Arthur Leighton

Personal information
- Born: 6 March 1889 Esk, Queensland, Australia
- Died: 15 June 1939 (aged 50) Walsall, England

Sport
- Sport: Field hockey
- Position: Centre-forward

Senior career
- Years: Team / Caps / Goals
- 1919–1922: Walsall / - / -

National team
- Years: Team / Caps / Goals
- 1909–1921: England & GB / 27 / -

Medal record
Men's field hockey
| Gold medal – first place | 1920 Antwerp | Team competition |

= Arthur Leighton =

British field hockey player

Arthur Francis Leighton MC (6 March 1889 – 15 June 1939) was a British field hockey player who competed in the 1920 Summer Olympics.

== Biography ==
Born in Australia, Leighton was educated at Bishop's Stortford College and studied at Caius College, Cambridge. At Cambridge, he won a blue in 1908, 1909, and 1910 and captained the Cambridge team in his final year. He also made his England debut in 1909.

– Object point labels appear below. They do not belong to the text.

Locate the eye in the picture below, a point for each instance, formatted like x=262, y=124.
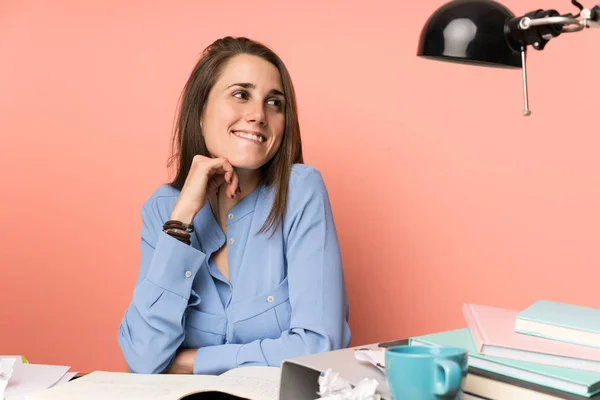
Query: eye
x=275, y=103
x=242, y=95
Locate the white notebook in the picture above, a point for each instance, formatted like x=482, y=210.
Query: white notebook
x=253, y=383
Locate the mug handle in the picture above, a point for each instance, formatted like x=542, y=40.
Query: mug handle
x=451, y=379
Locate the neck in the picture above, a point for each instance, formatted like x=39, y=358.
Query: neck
x=248, y=181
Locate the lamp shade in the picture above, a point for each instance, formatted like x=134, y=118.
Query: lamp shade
x=470, y=32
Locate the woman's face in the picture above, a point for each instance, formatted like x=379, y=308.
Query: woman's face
x=244, y=118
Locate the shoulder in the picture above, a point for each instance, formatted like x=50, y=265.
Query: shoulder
x=304, y=177
x=306, y=185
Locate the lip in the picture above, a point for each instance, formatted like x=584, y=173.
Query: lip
x=236, y=133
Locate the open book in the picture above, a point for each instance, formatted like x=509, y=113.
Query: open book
x=252, y=383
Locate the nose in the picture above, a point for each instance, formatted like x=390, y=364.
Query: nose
x=256, y=113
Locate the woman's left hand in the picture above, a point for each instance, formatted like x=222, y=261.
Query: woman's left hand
x=183, y=362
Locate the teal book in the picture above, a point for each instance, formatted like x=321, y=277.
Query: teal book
x=560, y=321
x=578, y=382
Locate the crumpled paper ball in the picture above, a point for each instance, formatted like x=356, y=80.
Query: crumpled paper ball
x=334, y=387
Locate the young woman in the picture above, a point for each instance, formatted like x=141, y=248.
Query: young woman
x=240, y=263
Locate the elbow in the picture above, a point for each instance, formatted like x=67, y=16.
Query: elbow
x=142, y=358
x=324, y=340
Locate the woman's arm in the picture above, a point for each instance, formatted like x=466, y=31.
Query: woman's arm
x=316, y=289
x=152, y=329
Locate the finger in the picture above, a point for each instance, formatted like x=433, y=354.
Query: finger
x=215, y=182
x=234, y=185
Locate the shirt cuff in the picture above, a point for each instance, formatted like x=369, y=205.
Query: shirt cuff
x=214, y=360
x=174, y=265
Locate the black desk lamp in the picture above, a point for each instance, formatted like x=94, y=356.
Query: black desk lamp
x=486, y=33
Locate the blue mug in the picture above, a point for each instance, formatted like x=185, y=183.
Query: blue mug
x=425, y=372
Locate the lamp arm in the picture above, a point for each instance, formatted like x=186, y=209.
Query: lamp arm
x=536, y=28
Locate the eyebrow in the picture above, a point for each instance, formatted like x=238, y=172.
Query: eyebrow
x=248, y=85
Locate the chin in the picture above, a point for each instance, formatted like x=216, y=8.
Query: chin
x=250, y=163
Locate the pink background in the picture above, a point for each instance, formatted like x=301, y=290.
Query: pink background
x=443, y=193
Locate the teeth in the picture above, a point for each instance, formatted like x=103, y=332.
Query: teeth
x=250, y=136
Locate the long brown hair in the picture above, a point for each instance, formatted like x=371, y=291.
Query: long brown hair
x=188, y=140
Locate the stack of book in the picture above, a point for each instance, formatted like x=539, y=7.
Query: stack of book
x=550, y=350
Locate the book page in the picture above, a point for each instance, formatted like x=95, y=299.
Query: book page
x=101, y=385
x=255, y=383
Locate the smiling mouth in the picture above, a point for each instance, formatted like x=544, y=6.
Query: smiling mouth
x=252, y=136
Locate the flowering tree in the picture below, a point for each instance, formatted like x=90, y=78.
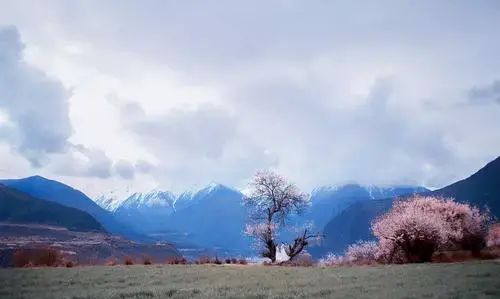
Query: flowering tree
x=414, y=229
x=493, y=238
x=271, y=201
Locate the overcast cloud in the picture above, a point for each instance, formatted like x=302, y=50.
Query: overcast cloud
x=116, y=94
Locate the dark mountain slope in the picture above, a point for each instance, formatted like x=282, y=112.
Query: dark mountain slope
x=482, y=189
x=18, y=207
x=50, y=190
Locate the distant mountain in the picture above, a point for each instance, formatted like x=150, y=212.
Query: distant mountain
x=146, y=212
x=20, y=208
x=50, y=190
x=482, y=189
x=212, y=217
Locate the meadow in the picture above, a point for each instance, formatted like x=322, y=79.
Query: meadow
x=457, y=280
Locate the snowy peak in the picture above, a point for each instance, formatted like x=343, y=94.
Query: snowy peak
x=365, y=191
x=112, y=200
x=152, y=199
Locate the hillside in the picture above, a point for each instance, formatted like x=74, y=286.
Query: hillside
x=18, y=207
x=481, y=189
x=50, y=190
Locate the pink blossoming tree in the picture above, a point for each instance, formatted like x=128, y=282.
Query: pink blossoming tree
x=415, y=228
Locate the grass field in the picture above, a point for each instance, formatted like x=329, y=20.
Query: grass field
x=461, y=280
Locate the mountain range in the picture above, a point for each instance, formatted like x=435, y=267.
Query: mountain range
x=19, y=207
x=213, y=218
x=54, y=191
x=481, y=189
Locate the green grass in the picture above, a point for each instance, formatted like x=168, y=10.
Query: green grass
x=460, y=280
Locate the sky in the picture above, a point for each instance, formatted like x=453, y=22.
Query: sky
x=134, y=95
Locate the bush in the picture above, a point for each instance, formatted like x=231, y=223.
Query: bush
x=128, y=260
x=302, y=260
x=21, y=258
x=363, y=252
x=36, y=257
x=493, y=238
x=202, y=260
x=416, y=228
x=147, y=260
x=112, y=261
x=176, y=261
x=333, y=260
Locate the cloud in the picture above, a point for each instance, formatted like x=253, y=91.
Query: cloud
x=125, y=169
x=36, y=105
x=81, y=161
x=323, y=92
x=486, y=94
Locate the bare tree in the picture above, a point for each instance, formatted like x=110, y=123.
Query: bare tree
x=271, y=201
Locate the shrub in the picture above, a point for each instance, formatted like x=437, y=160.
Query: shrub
x=147, y=260
x=176, y=261
x=36, y=257
x=363, y=252
x=217, y=261
x=301, y=260
x=493, y=238
x=112, y=261
x=47, y=257
x=416, y=228
x=128, y=260
x=21, y=258
x=203, y=260
x=333, y=260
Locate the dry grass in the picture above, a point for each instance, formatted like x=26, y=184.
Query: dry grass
x=477, y=279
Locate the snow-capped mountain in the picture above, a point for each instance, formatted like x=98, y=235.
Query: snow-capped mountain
x=213, y=216
x=152, y=199
x=112, y=200
x=329, y=201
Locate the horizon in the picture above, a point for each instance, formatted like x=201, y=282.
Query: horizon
x=172, y=97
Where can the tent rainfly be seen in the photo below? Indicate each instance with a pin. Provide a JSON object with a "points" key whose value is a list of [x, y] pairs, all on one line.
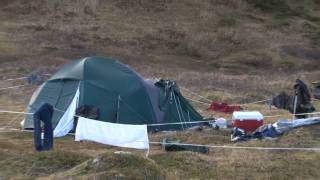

He served with the Royal Field Artillery during World War I, won a Military Cross as a lieutenant, and was severely gassed, despite which he continued to play.

He played club hockey for Walsall and representative hockey for the Midlands and Staffordshire. At the 1920 Olympic Games in Antwerp, he represented Great Britain at the hockey tournament.

He retired from playing in 1927 and worked for AS Smith & Sons hardware manufacturers in Walsall, in addition to being appointed an England selector.